Relief teams helping Haiti’s traumatised quake victims

Thursday, January 14, 2010

Port-au-PRINCE/SAO PAULO - A mammoth relief operation slowly picked up Thursday in a race against time to help survivors of the earthquake that devastated the Haiti capital of Port-au-Prince.

Relief teams were distributing small quantities of food as thousands of hungry and traumatized residents wandered aimlessly through the streets of the city of 1.9 million.

The capital and its surroundings were the areas hardest hit by the powerful 7.0 magnitude earthquake that struck the impoverished Caribbean country Tuesday afternoon.

Relief workers spoke of chaotic conditions and a crippled infrastructure that made it difficult to reach people trapped under the rubble of hundreds of buildings destroyed by the quake.

The true scale of the disaster remained unclear, with the government of the Caribbean nation speaking of up to 100,000 feared dead and one-third of 9 million population in need of assistance.

“Food distribution started yesterday (Wednesday),” said Charles Vincent of the World Food Programme, “and today (Thursday) will start in Port-au-Prince.”

Speaking in Geneva, Vincent admitted that the food going to several thousand people was a “drop in the ocean,” but said aid efforts were being stepped up as supplies flow into the country.

“All staff there in Haiti are exhausted,” said Vincent, adding that they continued to work through the night to improve the relief efforts.

Meanwhile, the World Health Organisation said eight hospitals were damaged or destroyed in Haiti and two others in the neighbouring Dominican Republic were damaged as well.

“This was already an especially vulnerable population so it is a particularly devastating impact,” said Paul Garwood with the WHO, warning of disease spreads as the water supply was damaged.

Some 100 members of the United Nations’ staff were still missing, many believed to be buried under rubble.

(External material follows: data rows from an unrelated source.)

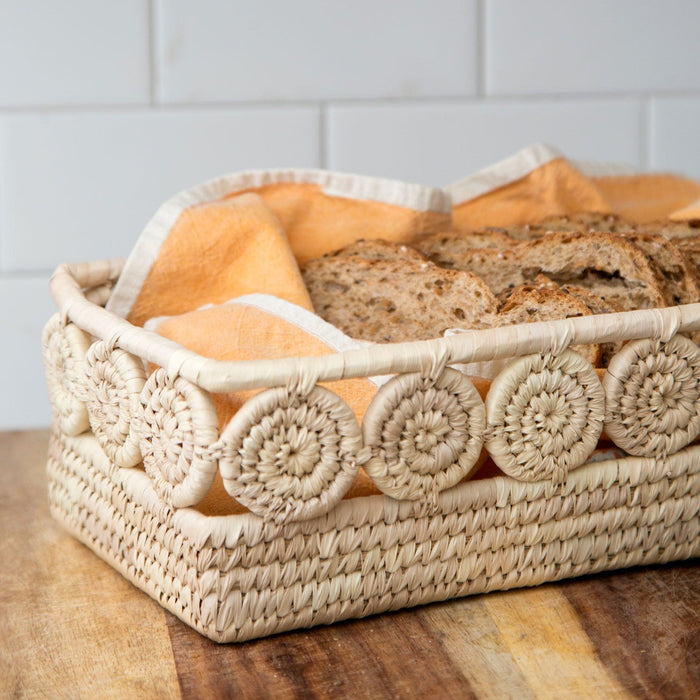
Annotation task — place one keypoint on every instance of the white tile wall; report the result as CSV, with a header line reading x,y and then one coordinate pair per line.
x,y
675,135
44,45
98,177
565,46
25,308
212,51
439,143
108,108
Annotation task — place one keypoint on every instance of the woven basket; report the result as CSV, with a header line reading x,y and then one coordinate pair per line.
x,y
132,455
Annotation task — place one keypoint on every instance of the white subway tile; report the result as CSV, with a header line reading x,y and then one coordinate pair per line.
x,y
26,306
565,46
73,52
438,143
82,186
675,135
221,51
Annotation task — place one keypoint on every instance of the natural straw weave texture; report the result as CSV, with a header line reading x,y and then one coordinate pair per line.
x,y
297,553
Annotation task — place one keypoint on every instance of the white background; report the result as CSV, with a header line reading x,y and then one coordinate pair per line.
x,y
108,108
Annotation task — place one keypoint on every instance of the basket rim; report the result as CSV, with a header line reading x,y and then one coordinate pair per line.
x,y
71,285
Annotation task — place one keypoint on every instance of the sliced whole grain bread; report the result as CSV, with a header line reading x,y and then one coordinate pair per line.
x,y
598,305
441,246
607,264
677,276
544,302
379,249
396,300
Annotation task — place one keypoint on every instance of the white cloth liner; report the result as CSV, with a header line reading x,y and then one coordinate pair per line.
x,y
145,252
502,173
298,316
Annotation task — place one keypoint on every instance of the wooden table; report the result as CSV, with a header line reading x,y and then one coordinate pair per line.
x,y
71,627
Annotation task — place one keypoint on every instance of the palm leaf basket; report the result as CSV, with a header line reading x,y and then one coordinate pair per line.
x,y
132,456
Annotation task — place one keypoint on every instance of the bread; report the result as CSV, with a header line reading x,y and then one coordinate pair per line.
x,y
676,273
607,264
396,300
544,302
379,249
440,247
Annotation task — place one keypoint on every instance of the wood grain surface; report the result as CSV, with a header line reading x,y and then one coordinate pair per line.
x,y
71,627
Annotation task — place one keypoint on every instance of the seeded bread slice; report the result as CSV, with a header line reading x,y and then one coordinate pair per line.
x,y
441,246
598,305
676,275
584,222
396,300
379,249
544,302
607,264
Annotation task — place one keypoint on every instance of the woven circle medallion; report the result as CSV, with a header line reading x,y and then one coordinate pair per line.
x,y
288,457
114,380
63,350
179,427
425,435
653,396
544,415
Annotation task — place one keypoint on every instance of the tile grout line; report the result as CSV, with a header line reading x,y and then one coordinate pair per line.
x,y
322,135
152,63
480,49
466,100
645,132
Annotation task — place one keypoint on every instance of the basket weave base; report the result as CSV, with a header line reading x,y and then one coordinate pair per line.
x,y
235,578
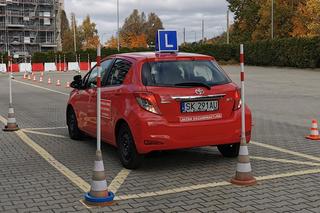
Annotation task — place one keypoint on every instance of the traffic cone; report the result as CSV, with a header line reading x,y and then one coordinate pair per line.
x,y
11,122
99,194
243,173
314,132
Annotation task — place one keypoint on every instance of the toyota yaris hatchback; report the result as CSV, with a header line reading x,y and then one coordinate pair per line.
x,y
152,101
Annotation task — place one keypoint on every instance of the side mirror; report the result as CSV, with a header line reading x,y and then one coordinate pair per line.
x,y
77,82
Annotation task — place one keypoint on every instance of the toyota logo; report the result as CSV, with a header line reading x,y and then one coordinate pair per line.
x,y
199,91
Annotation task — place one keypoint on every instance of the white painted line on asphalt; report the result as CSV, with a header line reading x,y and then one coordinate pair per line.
x,y
119,180
78,181
310,157
47,128
43,133
212,185
40,87
285,161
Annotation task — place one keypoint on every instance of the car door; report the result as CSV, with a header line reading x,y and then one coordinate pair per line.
x,y
92,102
112,97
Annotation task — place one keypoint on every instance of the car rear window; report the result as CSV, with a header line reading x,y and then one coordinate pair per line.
x,y
171,73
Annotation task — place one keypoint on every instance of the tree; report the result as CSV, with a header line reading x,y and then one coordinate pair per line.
x,y
152,25
307,20
89,33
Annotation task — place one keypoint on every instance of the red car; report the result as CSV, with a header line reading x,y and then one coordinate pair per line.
x,y
159,101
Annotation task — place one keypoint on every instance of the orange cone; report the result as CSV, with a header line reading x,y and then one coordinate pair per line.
x,y
99,194
314,132
243,175
11,122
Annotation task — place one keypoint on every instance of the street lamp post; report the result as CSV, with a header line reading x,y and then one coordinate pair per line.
x,y
272,11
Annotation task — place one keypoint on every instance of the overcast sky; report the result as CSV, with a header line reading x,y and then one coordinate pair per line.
x,y
175,14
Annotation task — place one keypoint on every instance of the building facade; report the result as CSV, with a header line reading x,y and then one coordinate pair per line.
x,y
28,26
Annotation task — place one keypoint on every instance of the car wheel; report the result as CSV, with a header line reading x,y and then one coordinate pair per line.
x,y
74,131
128,154
229,150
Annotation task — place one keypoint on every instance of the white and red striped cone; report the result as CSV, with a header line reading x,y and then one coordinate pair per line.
x,y
99,194
243,173
314,132
11,122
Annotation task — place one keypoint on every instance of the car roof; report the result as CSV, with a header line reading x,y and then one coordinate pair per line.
x,y
155,55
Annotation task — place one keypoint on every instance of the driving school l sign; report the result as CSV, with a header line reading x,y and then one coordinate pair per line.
x,y
167,41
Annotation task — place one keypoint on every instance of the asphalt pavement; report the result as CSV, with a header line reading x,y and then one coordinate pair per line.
x,y
42,170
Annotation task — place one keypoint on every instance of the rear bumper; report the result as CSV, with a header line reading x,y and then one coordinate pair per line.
x,y
157,134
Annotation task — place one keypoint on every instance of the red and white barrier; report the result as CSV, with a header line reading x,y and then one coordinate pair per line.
x,y
25,67
47,67
50,67
73,66
3,68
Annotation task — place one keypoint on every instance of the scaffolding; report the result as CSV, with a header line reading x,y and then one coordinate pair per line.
x,y
28,26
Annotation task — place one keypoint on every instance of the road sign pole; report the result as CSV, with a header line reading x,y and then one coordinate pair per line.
x,y
99,97
10,78
243,117
99,194
243,172
11,122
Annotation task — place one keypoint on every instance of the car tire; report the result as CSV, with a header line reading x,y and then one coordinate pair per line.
x,y
74,132
229,150
128,154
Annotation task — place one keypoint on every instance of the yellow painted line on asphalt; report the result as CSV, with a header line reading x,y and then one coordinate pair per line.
x,y
310,157
75,179
212,185
47,128
43,133
40,87
285,161
119,180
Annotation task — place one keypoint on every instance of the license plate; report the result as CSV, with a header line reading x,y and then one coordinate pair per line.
x,y
199,106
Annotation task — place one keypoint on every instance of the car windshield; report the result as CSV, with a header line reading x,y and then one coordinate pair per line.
x,y
183,73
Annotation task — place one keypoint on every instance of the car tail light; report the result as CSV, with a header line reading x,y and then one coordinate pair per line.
x,y
237,99
148,102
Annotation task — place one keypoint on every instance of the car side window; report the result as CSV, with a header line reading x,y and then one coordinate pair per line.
x,y
91,82
105,68
118,72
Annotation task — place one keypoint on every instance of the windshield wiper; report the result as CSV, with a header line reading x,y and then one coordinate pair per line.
x,y
194,84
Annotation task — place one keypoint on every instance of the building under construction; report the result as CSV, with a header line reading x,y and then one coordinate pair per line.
x,y
28,26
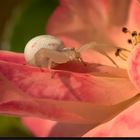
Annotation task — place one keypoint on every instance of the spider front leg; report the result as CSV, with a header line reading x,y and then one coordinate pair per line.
x,y
50,65
81,60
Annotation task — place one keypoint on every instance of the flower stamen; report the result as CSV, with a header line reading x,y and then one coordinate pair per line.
x,y
134,40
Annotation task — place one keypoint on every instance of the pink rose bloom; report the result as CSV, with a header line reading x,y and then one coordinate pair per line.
x,y
100,99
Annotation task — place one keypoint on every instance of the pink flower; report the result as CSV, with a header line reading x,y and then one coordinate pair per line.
x,y
96,97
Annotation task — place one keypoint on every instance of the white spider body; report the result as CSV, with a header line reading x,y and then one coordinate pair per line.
x,y
46,50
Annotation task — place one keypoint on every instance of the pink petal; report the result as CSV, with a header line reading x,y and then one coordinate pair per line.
x,y
44,126
55,129
126,124
97,79
134,67
79,24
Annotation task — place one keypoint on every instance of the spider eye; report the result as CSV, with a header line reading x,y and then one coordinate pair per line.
x,y
129,41
134,33
124,29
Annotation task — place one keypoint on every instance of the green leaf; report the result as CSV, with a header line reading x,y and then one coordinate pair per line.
x,y
12,127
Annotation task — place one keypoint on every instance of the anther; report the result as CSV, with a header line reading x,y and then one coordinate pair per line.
x,y
124,29
129,41
117,52
134,33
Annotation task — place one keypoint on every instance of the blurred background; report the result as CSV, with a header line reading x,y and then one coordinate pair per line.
x,y
20,20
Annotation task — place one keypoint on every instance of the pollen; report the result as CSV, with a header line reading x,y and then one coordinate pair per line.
x,y
135,36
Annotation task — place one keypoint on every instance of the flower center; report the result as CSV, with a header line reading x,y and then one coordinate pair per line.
x,y
134,40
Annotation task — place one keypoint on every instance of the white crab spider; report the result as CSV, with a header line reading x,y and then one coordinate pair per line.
x,y
48,51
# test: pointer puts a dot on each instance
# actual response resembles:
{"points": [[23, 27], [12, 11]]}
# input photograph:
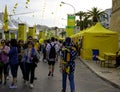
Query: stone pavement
{"points": [[112, 75], [85, 80]]}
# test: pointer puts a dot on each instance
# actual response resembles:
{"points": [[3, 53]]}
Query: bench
{"points": [[102, 60]]}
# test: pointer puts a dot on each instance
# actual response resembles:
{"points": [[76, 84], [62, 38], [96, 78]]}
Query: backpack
{"points": [[52, 53], [66, 54]]}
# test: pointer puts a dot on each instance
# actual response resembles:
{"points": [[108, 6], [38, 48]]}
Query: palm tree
{"points": [[79, 22], [96, 14], [63, 33]]}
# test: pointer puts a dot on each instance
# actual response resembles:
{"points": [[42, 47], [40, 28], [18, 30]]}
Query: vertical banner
{"points": [[12, 36], [22, 35], [7, 35], [69, 30], [32, 32], [5, 24], [70, 20], [70, 25], [42, 35]]}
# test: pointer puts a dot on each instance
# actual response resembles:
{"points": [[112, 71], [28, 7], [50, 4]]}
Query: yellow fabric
{"points": [[32, 32], [99, 38], [5, 25], [70, 31], [36, 46]]}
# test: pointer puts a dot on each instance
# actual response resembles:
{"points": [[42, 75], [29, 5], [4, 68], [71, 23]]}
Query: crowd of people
{"points": [[26, 55]]}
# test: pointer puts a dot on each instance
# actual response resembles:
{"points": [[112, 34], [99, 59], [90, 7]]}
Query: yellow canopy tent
{"points": [[98, 38]]}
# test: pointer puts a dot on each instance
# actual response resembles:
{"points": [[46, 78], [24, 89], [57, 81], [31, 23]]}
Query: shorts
{"points": [[51, 62]]}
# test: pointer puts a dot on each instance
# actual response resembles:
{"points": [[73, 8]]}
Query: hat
{"points": [[68, 41]]}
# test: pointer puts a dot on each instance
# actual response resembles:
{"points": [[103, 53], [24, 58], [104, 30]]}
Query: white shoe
{"points": [[31, 86]]}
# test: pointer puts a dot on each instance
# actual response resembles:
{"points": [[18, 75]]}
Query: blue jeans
{"points": [[71, 80]]}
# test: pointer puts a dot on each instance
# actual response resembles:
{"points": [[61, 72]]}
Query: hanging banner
{"points": [[5, 24], [69, 30], [32, 32], [22, 35], [70, 20]]}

A Filipino UN peacekeeper trapped in a collapsed hotel was rescued Thursday.

Three other Filipino peacekeepers were still believed trapped in the second floor of the Christopher Hotel, the headquarters of the United Nations Stabilisation Mission.

The first European rescue teams arrived Thursday. “Teams from the French Antilles will start search and rescue operations as soon as possible,” said the EU executive in Brussels.

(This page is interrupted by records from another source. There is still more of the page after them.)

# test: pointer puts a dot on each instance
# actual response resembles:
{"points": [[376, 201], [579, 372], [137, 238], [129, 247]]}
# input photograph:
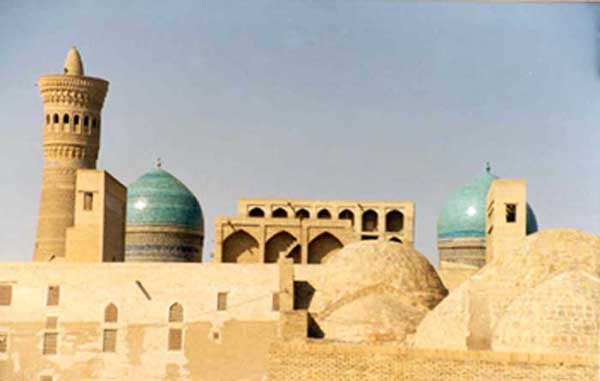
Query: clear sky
{"points": [[352, 99]]}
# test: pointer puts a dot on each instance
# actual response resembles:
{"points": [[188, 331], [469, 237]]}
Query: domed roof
{"points": [[463, 215], [159, 199], [375, 291], [465, 319], [560, 315], [73, 63]]}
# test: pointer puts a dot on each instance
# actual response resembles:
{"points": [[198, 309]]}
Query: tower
{"points": [[71, 140]]}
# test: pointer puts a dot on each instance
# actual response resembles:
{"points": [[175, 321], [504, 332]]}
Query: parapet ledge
{"points": [[312, 346]]}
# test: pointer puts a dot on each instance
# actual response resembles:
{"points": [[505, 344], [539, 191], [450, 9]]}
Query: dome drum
{"points": [[163, 244]]}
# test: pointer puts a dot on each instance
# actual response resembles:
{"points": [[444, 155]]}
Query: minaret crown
{"points": [[73, 63]]}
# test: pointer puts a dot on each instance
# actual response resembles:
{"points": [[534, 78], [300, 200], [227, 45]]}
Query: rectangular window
{"points": [[53, 296], [3, 342], [175, 339], [88, 200], [511, 213], [51, 322], [222, 301], [5, 295], [50, 343], [109, 340]]}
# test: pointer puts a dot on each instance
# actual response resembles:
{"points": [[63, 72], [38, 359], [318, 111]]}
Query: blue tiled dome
{"points": [[463, 215], [159, 199]]}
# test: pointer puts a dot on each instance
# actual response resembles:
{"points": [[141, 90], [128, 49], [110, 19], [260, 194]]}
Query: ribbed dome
{"points": [[466, 318], [560, 315], [463, 215], [159, 199]]}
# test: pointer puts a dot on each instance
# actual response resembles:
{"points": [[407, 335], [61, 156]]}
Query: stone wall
{"points": [[330, 361]]}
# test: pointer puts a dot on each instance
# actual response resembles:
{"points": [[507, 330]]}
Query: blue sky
{"points": [[349, 99]]}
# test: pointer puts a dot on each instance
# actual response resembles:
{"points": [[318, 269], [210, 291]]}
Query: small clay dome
{"points": [[376, 291], [559, 316], [467, 317], [73, 63]]}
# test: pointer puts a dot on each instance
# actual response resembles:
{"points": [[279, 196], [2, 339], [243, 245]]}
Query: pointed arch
{"points": [[240, 247], [277, 245], [279, 213], [323, 247], [256, 212], [302, 213], [394, 221], [324, 214], [175, 313], [346, 214], [369, 221], [111, 314]]}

Additional teams are expected to arrive on Thursday from Belgium, Luxembourg, France, Britain and Iceland, which, though not yet an EU member, contributes to the bloc’s civil protection mechanisms.

Italy, Belgium and France have medical teams on their way, while a EU assessment and coordination team is travelling to Haiti on a Belgian plane.

Commission spokeswoman Barbara Helfferich announced that additional aid had been pledged by Germany, Spain, Sweden, Luxembourg and the Netherlands. Non-EU member Norway is also involved in the operations.

A 220-member Israeli team of medical and rescue experts was due to depart Thursday to help out with the recovery and treatment of quake victims.

The military has leased two Boeing 747s of the El Al Israeli airline company to transport the mission, which includes a search and rescue unit of the Israeli military, a field hospital, police experts, and medics of Israel’s equivalent of the Red Cross.

Britain on Thursday announced an aid package of 6.15 million pounds (10 million dollars) to help kick-start the relief effort.

Some of the money would be used to back the relief programme launched by the International Federation of the Red Cross while the rest would be used to provide water, sanitation, food and shelter for the earthquake victims, International Development Secretary Douglas Alexander said.

Meanwhile, France said it has stopped deporting illegal immigrants from Haiti because of the earthquake. President Nicolas Sarkozy was due to meet with his government later Thursday to discuss the situation and decide on additional aid.

France has already deployed several military transport planes and dozens of rescue workers to the capital Port-au-Prince, which appears to have suffered most of the damage.

The French foreign ministry said 50 French nationals were thought to be missing in Haiti. An estimated 1,500 French citizens were living in the former French colony, most of them in Port-au-Prince.

The International Committee of the Red Cross launched a programme and website to help families in Haiti locate missing relatives.

“The aim of the family links website is to accelerate the process of restoring contact between separated family members,” the ICRC said.